A preocupação também foi transmitida diretamente ao homólogo ucraniano, numa reunião que aconteceu na semana passada e em que João Costa pediu apoio para apelar às famílias ucranianas refugiadas em Portugal que inscrevam os alunos nas escolas e, de acordo com o governante, a Ucrânia vai, inclusive, enviar ao país uma delegação do Ministério da Educação para visitar as comunidades com o objetivo de reforçar esse apelo.

É um processo complexo, porque há um grande desejo e expectativa por parte dos refugiados ucranianos que tudo termine depressa, que possam voltar muito rapidamente e que este seja apenas um período de transição”, reconheceu o ministro.

Por outro lado, “a escolaridade é obrigatória em Portugal, não é possível termos crianças e jovens que não estão matriculadas”, acrescentou, insistindo que, mesmo que os alunos mantenham o ensino à distância, essa solução não é a ideal.

Estar na escola não é só estar na escola, é permitir também que as crianças que cá estão não estejam fechadas em casa ou não estejam na rua, e que possam estar também a formar novas amizades e a trabalhar todo o seu bem-estar geral”, sustentou.

O ministro da Educação fez também um balanço positivo do processo de acolhimento desses alunos e da sua integração nas escolas portuguesas que, para muitos, já começou no ano passado.

Na altura, a Direção-Geral da Educação emitiu um conjunto de orientações que previam a sua integração, progressivamente, no currículo português, a começar com as aulas de Português Língua Não Materna, como já estabelecia um despacho de fevereiro, ainda antes do início da guerra na Ucrânia, que procura garantir o apoio aos alunos cuja língua materna não é o Português.

No fundo, o diploma passou a permitir que, numa primeira fase da sua integração no sistema educativo, os alunos, integrados numa turma, pudessem frequentar apenas as atividades letivas que a escola considere adequadas.

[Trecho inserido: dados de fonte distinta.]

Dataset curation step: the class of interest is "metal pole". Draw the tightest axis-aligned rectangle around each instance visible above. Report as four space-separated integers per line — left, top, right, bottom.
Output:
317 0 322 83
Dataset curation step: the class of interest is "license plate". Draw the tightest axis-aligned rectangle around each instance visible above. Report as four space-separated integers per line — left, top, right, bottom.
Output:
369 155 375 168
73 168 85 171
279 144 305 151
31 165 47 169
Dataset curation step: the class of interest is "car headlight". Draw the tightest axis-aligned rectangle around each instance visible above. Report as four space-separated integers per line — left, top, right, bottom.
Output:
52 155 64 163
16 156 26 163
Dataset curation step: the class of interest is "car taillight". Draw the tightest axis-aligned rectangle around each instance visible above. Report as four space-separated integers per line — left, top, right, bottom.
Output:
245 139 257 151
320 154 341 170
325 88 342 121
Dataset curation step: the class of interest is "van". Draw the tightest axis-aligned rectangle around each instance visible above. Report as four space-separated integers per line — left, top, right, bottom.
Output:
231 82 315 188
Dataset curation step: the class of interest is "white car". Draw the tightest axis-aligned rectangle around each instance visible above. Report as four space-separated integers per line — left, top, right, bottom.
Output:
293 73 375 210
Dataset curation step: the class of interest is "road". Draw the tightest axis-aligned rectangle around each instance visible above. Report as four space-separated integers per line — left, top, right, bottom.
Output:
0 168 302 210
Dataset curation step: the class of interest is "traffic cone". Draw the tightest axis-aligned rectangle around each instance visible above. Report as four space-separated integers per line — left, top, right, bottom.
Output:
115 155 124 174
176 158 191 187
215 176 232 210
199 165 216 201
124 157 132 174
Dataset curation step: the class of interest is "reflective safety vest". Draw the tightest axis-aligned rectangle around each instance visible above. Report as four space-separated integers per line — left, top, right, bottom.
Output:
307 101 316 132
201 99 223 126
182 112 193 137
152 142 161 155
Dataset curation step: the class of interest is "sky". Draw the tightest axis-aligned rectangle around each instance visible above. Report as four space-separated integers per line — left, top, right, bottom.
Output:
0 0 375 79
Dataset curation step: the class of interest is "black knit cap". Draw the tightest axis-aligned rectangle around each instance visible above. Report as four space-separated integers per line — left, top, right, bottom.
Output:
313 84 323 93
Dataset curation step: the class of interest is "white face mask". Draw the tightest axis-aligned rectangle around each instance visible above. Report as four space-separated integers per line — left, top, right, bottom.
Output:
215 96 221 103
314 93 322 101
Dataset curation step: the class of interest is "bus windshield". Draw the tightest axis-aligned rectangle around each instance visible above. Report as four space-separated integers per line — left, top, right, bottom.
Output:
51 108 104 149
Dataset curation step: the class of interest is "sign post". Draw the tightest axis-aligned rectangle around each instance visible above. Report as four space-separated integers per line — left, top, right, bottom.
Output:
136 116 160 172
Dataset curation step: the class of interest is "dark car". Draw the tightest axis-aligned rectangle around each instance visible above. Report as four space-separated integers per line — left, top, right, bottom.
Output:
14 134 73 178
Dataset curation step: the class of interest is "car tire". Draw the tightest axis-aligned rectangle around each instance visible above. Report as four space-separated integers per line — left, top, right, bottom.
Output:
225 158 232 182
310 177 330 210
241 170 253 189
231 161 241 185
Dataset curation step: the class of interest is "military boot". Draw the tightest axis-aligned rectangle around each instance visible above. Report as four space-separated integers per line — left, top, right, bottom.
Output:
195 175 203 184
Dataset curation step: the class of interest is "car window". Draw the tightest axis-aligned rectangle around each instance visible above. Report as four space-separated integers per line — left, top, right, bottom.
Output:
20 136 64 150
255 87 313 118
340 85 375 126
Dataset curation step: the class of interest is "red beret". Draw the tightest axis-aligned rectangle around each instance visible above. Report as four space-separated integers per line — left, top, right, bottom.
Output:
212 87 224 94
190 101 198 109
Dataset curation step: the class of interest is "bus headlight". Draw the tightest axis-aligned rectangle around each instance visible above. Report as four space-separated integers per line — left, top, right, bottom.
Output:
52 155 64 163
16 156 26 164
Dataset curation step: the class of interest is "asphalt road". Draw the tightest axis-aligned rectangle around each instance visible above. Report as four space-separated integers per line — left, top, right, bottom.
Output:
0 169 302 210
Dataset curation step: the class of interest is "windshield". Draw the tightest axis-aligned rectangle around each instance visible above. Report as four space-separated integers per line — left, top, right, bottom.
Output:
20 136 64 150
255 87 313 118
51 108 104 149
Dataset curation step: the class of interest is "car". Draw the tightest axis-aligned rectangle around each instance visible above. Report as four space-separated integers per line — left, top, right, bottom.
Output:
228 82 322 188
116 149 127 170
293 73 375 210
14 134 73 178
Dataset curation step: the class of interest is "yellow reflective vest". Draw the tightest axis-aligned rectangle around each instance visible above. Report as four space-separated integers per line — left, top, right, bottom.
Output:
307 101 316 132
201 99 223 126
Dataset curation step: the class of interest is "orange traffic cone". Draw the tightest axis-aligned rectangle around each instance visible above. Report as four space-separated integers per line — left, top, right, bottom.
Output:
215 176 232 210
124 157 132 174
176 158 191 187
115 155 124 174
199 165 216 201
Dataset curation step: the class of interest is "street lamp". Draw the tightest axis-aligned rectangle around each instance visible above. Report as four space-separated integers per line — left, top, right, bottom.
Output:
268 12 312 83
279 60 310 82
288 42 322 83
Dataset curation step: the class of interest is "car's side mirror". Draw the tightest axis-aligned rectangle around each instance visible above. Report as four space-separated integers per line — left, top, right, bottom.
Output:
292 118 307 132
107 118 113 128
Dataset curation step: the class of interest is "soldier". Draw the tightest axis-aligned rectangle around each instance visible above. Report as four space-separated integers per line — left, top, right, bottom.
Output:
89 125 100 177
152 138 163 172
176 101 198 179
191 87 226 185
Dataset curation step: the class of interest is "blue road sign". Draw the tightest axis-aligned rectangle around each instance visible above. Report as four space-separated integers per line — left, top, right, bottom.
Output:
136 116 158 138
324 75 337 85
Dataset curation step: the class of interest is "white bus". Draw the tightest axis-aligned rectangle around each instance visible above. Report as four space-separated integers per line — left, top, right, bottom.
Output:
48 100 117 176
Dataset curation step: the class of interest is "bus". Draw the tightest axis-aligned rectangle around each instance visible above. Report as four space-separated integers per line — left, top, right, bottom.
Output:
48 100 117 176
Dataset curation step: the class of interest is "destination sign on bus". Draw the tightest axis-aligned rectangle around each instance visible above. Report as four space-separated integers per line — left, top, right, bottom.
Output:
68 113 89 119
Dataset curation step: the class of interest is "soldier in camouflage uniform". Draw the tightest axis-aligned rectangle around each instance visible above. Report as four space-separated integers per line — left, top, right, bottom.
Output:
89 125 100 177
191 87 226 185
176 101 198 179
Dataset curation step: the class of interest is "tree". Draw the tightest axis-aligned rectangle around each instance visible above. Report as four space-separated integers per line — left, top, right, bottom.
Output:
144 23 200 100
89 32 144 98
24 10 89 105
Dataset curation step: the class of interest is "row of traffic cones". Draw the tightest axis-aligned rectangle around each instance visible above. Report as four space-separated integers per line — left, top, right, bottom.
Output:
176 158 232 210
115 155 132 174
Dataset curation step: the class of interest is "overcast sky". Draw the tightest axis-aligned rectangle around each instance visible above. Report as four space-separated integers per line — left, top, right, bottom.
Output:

E assim foi também para os novos estudantes ucranianos.

Nós não precisámos de fazer regras novas para os refugiados ucranianos, porque o Ministério da Educação já tinha desenvolvido um conjunto de medidas”, recordou João Costa, considerando que “houve uma grande capacidade de acolhimento”.

A experiência de algumas escolas com um elevado número de alunos estrangeiros, como o Agrupamento de Escolas de São Teotónio, em Odemira, ou a Escola Secundária Fernão Mendes Pinto, em Almada, também serviu de exemplo, acrescentou o ministro, considerando que essas já faziam “um trabalho muito impressionante”.